The man has just finished the Ironman. The woman came in ahead of him. If you eat the same energy bar they do, you must be doing something right, the ads say.

Perhaps, if you actually require a vast amount of energy. But be especially diligent when tossing what Kostas calls "glorified candy bars" into your cart. "People think they are (healthful) because they look at the ingredients and see vitamins and minerals added," she said. "But often the first ingredient is sugar.

"The first ingredient should always be a whole grain and sugar one of the last, Kostas said.

Energy drinks, too, are usually suspect: "Many times, it's just caffeine and sugar," Kostas said.

Over the past several years, every food expert from TV chefs to the Italian grandmothers on spaghetti sauce commercials have been proclaiming the benefits of natural oils.

Olive oil has gotten the most promotion, although avocado, almond and sunflower oils are becoming increasingly easy to find.

But watch the spout -- too much any of these can add up very quickly, Kostas warned.

"Limit it to maybe 1 tablespoon for your whole dinner. Many people think the more the better, and end up getting one-fourth of a cup, adding 500 calories instead of 25 to their dinner.

"When it comes to oils, even the "healthy" ones, less is definitely more. And the same goes for our last "healthy" food selection.

Just as with oils, the key to keeping this seemingly innocent party food in the healthy category is moderation.

"This is definitely one case where more is not necessarily better," Kostas said. Almonds, for example, are high in vitamin E and magnesium and contain very little cholesterol.

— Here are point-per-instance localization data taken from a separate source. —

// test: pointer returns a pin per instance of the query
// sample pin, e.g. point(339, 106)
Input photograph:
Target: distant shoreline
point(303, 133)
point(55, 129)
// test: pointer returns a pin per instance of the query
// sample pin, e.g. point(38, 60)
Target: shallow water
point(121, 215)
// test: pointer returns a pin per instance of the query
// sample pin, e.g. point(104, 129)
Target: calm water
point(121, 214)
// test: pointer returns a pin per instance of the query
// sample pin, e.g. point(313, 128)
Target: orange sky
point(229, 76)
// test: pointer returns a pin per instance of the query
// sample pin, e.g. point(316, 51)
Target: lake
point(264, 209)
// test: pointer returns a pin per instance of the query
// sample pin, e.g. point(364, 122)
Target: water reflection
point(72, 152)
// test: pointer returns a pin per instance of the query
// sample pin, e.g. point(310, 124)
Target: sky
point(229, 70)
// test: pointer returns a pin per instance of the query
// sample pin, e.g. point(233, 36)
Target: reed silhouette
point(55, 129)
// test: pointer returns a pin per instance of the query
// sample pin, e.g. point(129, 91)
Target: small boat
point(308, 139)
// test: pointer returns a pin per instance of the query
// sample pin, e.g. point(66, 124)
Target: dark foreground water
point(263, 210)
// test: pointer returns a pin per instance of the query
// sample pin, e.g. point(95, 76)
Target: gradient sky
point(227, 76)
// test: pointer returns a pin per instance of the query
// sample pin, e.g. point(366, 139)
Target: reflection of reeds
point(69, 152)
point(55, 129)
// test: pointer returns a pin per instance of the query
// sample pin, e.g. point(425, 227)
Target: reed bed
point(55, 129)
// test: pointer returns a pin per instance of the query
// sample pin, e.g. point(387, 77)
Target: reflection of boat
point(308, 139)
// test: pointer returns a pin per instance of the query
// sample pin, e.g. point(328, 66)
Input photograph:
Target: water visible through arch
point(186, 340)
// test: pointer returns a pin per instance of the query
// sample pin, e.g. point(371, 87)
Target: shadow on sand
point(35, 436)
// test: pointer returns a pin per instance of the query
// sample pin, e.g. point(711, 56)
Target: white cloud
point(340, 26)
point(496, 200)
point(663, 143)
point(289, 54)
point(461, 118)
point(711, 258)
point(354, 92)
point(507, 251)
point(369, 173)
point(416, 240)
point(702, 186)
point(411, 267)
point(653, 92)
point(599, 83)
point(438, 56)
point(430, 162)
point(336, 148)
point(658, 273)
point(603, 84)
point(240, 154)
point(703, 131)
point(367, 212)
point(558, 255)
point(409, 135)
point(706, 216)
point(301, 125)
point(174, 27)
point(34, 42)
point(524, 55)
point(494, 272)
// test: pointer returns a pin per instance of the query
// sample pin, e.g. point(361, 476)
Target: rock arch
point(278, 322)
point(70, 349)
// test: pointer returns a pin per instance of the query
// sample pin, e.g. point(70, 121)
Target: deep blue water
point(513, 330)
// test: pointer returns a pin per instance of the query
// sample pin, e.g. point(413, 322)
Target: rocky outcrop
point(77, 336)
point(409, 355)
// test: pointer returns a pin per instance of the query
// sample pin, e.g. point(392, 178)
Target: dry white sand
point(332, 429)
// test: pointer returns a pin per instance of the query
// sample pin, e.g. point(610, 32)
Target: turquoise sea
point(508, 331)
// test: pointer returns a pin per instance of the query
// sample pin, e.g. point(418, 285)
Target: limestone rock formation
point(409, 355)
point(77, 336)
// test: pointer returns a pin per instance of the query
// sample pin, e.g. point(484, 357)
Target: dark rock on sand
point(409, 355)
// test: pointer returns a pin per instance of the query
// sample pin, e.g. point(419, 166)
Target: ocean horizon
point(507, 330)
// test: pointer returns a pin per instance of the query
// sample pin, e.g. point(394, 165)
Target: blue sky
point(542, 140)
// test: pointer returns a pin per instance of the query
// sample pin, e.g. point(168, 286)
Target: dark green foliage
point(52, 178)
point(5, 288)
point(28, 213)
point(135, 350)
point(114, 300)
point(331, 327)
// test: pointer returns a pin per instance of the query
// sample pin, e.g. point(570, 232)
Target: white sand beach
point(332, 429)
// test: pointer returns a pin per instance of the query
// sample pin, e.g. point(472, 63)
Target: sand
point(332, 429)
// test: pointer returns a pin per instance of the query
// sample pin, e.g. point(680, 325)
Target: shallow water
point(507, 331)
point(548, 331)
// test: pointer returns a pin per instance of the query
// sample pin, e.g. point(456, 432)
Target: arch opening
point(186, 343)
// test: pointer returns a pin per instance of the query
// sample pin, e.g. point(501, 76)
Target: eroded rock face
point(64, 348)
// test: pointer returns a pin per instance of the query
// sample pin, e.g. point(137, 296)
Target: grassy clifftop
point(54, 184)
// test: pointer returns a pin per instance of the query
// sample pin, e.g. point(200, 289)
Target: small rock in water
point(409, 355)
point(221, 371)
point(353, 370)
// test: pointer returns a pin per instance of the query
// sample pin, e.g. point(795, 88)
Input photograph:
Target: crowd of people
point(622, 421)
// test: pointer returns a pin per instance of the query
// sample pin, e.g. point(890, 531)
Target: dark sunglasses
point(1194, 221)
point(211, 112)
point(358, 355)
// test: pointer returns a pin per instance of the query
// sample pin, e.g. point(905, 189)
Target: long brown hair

But 1 ounce of almonds -- dry-roasted, with no salt -- contains 170 calories and 15 grams of fat. Kostas said one-quarter cup a day may be fine, or even less.

"But not a whole cup," she said. "Many people overdo nuts.

"Overall, most of these foods are, in fact, healthy. But keeping them on the "good for you" list requires a bit of restraint, measuring and reading of ingredient lists, where, unlike the health section, there's no stretching the truth.